GPSIs could also compete with Trusts to provide some services, and, as they are working in the community, could easily undercut the hospital tariff. While GPSIs can provide safe high-quality services in many areas, they will still need a cardiologist mentor and will continue to depend on good relationships with their local department. Accreditation is also becoming more difficult and perhaps some GPSIs might find it easier and more rewarding to work within their Acute Trust rather than against it.

Finally, we might want to look at some form of compact (i.e. a formal agreement between two or more organisations) between primary and secondary care that could include a contract to follow agreed pathways. It could describe what should be done by GPs before referral and the information our referral letters should contain. In return, we could agree secondary care standards for waiting times, timeliness of discharge summaries and clinic letters. We could agree how much information we need from secondary care and whether or not we can get that information via secure email.

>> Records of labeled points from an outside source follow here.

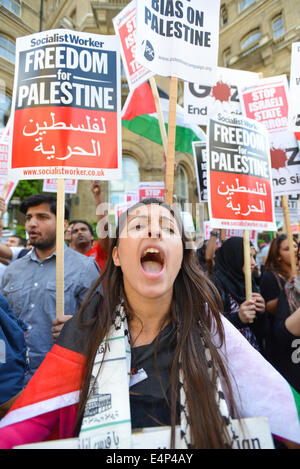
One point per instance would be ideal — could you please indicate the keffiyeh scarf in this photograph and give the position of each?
(106, 422)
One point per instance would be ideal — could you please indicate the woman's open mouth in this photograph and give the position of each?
(152, 262)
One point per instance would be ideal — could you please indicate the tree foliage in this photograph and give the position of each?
(26, 188)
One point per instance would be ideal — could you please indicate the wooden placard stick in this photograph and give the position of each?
(60, 218)
(287, 221)
(222, 235)
(247, 265)
(5, 189)
(159, 114)
(171, 142)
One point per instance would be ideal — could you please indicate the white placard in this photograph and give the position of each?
(179, 39)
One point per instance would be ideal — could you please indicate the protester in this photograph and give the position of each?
(68, 234)
(247, 315)
(82, 236)
(12, 356)
(256, 272)
(15, 241)
(285, 333)
(29, 283)
(277, 271)
(162, 313)
(101, 247)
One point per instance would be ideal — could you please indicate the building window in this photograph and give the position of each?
(226, 57)
(278, 27)
(129, 182)
(181, 186)
(251, 39)
(7, 49)
(223, 15)
(13, 6)
(243, 4)
(5, 105)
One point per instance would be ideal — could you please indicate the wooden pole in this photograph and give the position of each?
(171, 142)
(247, 265)
(60, 219)
(287, 221)
(5, 189)
(159, 114)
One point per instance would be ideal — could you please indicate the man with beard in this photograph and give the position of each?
(30, 282)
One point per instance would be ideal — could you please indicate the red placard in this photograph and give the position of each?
(66, 107)
(239, 174)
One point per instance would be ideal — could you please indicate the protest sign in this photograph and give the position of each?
(249, 433)
(70, 187)
(202, 101)
(125, 27)
(267, 102)
(199, 150)
(154, 189)
(66, 116)
(239, 174)
(294, 92)
(132, 196)
(178, 39)
(7, 187)
(66, 107)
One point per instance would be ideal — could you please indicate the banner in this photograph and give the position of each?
(179, 39)
(199, 149)
(239, 174)
(66, 107)
(294, 93)
(125, 27)
(267, 102)
(50, 185)
(152, 189)
(7, 187)
(202, 101)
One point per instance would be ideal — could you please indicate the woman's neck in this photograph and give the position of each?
(146, 320)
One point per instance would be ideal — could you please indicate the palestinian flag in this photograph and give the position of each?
(47, 408)
(139, 116)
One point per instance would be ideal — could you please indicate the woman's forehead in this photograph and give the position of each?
(150, 211)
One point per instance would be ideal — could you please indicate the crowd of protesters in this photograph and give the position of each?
(30, 325)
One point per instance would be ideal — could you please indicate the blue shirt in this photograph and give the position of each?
(29, 284)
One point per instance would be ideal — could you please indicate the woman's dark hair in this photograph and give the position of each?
(273, 263)
(193, 297)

In summary, PBC gives clinicians a unique opportunity to take the lead on service development. Using PBC as a lever to enlist management support we can work together to make our services fit for the 21st century.

Conflict of interest

SF is PBC Chair, Durham Dales PBC Group, and NHS Alliance PBC Lead for the North East Region.

References

  1. Department of Health. Practice-based commissioning: achieving universal coverage. London: DoH, 2006.
  2. Department of Health. Practice-based commissioning GP practice survey. London: DoH, 2007.
  3. Department of Health. Health reform in England: update and commissioning framework. Gateway ref. 6865. London: DoH, 2006.